We interrupt this evening’s regularly scheduled blogging to inform you that the earth shook yesterday afternoon. On the East Coast. Where such things, as a general rule, do not occur.

Doubtless, you’ve already heard about this event, because the news media and the social media spheres were both awash in it. If you live on the east coast, or know someone on the east coast, you might have even experienced the XKCD seismic wave phenomenon:


Because you have already heard so much about the earthquake, I will not bore you with details. I will not tell you how it started with a mysterious rumbling almost like a cat’s purr, nor how the sushi chef at the restaurant where I was lunching barely glanced up from his work to calmly tell the crowd, “it’s an earthquake.” As a fellow patron began to scoff, “we don’t get earthquakes in DC,” the ground started shaking in earnest, splashing out bowls of miso soup and spilling mugs of freshly-poured tea. Then, as a  small, detached part of my mind started looking for the nearest doorway and another part of my brain tried to figure out magnitude, the shaking stopped. It was replaced by the excited jabber of incredulous voices and the instantaneous googling on mobile devices.

But I will not tell you all of these things, of course. You’ve heard similar things from all over the blogosphere by now. You’re probably also aware that the quake did very little damage, as evidenced by snarky images like this one.



I do, however feel the need to blog something about this event for three reasons.

1) It was my first earthquake.

(Okay, technically there was one about six months ago at about 5am, but since I slept through it I don’t think that one counts).

2) It was unexpected.

I remember hoping, as a child visiting relatives in California,  that there would be an earthquake every single time I went to the west coast. My relatives lived a stone’s throw away from the San Andreas Fault, and I was sure that if I spent a week or two in proximity I’d be in an earthquake and therefore be the coolest kid in school when I got home. I never experienced an earthquake in California. How did it come to pass that I’d experience one in DC?

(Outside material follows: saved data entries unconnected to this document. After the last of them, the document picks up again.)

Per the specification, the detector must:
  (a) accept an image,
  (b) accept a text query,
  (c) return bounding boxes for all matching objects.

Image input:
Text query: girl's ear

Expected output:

3) I was scheduled to practice aerial that same evening.

To those of you who aren’t aerialists (I’m assuming that’s most of the people reading this blog), the two might seem completely unrelated. What could the earth shaking possibly have to do with hanging from the ceiling…from exposed beams in the ceiling…in an old building…in an area not known for earthquakes and therefore not known  for earthquake-resilient construction…see where this is going? I don’t know much about rigging, but I do know that you want your support structure to be able to take a lot of weight and a lot of g-force.

My friend Echo, of  shenanigans at Smith fame, is an engineer as well as an aerialist. She’s also (rightly) paranoid about safety, and insisted on extra care in inspecting the beams, bracing the ladders, and using floor mats even on the lowest of apparatuses and the simplest of tricks.  According to her, aftershocks are likely within 48 hours of an earthquake, and if you’re hanging upside down from the ceiling when the earth starts shaking, you’re pretty much guaranteed to fall. A mat can make the difference between a mild concussion and a cracked skull. Though there wasn’t an aftershock during practice, and no one fell, I remain much more viscerally aware of bodily fragility and the tenuous nature of even the best structural engineering.